Di là, e dalla vicina Palermo, il modello s’estese a tutta Italia. Un mafioso palermitano, Dell’Utri, fondò il partito che governò per vent’anni (e co-governa ancora) l’Italia intera. Il “faccio quello che voglio” di un Graci o un Rendo anticipò di molti anni la strategia dei colleghi “imprenditori” Berlusconi o Marchionne.

Noi, a questo modello, non ci siamo mai rassegnati. Non per merito nostro, ma per l’esempio vissuto di un grandissimo ribelle, Giuseppe Fava. Scrivere, raccontare, far giornali; far sorridere, fare indignarsi, far pensare. Non rassegnarsi mai. Questo, senza tanti discorsi, ci ha insegnato. E questo, instintivamente, noi abbiamo cercato di portare in giro per il mondo.

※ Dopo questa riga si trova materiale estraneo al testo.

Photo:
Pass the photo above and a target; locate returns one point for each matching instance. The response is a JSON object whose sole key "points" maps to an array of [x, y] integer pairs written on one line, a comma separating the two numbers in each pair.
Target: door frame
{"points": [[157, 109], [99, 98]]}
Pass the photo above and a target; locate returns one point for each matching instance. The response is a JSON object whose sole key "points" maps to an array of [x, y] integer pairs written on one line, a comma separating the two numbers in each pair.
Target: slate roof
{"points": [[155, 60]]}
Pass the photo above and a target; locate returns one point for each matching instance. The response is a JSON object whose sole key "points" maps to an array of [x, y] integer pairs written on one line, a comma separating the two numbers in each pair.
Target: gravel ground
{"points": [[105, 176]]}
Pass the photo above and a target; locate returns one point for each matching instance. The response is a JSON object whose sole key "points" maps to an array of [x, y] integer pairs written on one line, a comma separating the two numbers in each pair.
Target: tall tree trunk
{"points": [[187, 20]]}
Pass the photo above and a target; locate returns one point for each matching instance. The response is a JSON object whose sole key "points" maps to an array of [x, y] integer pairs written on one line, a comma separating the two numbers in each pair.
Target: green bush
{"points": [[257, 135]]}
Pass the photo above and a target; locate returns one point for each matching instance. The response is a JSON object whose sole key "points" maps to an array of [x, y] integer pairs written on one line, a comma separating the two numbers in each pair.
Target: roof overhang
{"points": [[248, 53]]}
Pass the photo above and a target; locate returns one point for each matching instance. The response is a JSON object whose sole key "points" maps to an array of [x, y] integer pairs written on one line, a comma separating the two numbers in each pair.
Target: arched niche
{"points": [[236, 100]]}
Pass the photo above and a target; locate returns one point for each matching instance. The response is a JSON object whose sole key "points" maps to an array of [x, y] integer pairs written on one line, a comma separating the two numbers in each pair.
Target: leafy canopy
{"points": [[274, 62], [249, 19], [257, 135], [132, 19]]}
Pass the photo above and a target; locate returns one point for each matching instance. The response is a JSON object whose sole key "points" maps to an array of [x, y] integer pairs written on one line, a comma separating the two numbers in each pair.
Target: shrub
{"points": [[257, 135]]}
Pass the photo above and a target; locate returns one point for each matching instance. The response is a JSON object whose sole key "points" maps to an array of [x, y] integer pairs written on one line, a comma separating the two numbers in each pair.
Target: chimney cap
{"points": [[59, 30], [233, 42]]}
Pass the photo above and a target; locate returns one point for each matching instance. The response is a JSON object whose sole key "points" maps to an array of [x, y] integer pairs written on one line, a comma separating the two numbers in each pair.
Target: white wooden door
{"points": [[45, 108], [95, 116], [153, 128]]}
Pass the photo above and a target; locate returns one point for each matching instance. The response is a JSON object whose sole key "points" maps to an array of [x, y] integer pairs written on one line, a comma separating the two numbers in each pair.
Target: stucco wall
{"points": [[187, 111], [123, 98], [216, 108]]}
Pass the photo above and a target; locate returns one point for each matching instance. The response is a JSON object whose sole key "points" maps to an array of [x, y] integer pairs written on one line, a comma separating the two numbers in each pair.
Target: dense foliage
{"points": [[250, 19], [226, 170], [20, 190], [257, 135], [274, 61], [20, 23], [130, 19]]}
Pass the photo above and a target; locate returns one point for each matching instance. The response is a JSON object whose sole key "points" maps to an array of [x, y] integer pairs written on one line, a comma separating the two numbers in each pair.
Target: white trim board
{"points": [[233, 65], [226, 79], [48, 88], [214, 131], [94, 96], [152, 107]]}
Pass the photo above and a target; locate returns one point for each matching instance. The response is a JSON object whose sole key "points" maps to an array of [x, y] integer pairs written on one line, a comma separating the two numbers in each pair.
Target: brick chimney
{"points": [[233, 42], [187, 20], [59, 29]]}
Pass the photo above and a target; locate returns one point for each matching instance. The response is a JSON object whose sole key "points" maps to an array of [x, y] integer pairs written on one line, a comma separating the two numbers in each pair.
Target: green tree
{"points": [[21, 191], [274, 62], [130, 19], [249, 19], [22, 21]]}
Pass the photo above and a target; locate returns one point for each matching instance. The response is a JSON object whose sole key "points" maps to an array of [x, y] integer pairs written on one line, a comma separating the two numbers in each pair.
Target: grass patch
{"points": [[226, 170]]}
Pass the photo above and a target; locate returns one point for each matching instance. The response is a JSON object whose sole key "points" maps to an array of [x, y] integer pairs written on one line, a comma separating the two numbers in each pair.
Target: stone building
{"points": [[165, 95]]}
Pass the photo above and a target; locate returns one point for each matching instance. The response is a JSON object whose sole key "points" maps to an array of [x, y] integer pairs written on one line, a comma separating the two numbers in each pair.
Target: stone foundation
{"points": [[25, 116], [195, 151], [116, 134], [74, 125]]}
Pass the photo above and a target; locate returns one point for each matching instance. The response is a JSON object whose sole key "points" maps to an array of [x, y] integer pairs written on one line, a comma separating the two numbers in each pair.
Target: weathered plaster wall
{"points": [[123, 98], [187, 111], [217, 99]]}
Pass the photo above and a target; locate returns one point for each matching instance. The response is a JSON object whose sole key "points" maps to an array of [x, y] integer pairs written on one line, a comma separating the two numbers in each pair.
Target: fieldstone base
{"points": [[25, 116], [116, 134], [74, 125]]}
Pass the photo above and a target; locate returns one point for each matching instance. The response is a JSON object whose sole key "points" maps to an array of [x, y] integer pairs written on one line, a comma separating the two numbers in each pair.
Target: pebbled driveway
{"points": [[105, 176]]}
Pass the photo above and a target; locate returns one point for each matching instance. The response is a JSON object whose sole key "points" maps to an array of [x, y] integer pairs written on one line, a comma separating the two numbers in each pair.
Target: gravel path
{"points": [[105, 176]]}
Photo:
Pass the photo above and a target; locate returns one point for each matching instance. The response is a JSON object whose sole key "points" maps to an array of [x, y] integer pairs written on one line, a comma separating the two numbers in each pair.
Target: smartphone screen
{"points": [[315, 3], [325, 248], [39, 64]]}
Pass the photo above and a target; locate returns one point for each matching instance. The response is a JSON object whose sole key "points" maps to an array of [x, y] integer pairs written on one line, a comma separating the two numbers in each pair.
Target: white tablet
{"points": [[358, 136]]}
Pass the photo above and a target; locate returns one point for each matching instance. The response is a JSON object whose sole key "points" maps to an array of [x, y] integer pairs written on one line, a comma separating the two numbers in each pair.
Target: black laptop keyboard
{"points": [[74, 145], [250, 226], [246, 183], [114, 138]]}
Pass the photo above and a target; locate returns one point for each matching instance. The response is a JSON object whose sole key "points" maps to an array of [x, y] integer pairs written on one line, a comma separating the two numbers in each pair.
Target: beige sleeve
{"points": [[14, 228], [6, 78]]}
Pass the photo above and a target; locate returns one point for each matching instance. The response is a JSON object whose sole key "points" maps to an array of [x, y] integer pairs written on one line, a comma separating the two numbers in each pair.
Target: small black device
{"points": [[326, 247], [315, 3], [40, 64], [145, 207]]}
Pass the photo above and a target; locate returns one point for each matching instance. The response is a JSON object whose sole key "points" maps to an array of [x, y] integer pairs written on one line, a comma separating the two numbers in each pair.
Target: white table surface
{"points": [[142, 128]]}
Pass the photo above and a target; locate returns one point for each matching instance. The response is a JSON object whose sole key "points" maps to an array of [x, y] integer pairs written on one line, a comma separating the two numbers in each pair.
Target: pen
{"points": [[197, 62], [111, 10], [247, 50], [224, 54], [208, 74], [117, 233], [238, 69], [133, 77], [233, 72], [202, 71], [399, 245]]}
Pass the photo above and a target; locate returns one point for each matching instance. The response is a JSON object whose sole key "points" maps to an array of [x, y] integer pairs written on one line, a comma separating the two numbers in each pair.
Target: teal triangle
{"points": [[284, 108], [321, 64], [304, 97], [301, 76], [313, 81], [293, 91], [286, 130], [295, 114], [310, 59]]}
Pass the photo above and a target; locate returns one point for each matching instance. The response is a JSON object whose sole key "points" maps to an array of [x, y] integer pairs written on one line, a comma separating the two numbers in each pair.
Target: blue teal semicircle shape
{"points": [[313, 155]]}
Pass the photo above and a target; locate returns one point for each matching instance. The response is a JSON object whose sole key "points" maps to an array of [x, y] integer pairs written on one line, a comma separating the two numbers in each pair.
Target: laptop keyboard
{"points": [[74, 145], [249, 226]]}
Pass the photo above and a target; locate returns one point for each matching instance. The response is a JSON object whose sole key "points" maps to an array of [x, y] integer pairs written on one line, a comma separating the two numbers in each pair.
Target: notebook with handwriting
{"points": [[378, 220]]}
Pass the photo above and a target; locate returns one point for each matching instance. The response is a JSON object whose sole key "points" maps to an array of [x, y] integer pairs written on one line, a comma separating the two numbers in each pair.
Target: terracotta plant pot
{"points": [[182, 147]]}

Piccoli, insufficienti: forse proprio per questo non siamo rimasti soli. Piccoli ci fanno tutti, questi grandi e feroci feudatari. Nessuno di noi “piccoli” – appena comincia a riflettere – ha forze sufficienti contro di loro. Bisogna unirsi, per vincerli. Noi lo chiamiamo “fare rete”. Dappertutto. (continua a leggere – riccardo orioles)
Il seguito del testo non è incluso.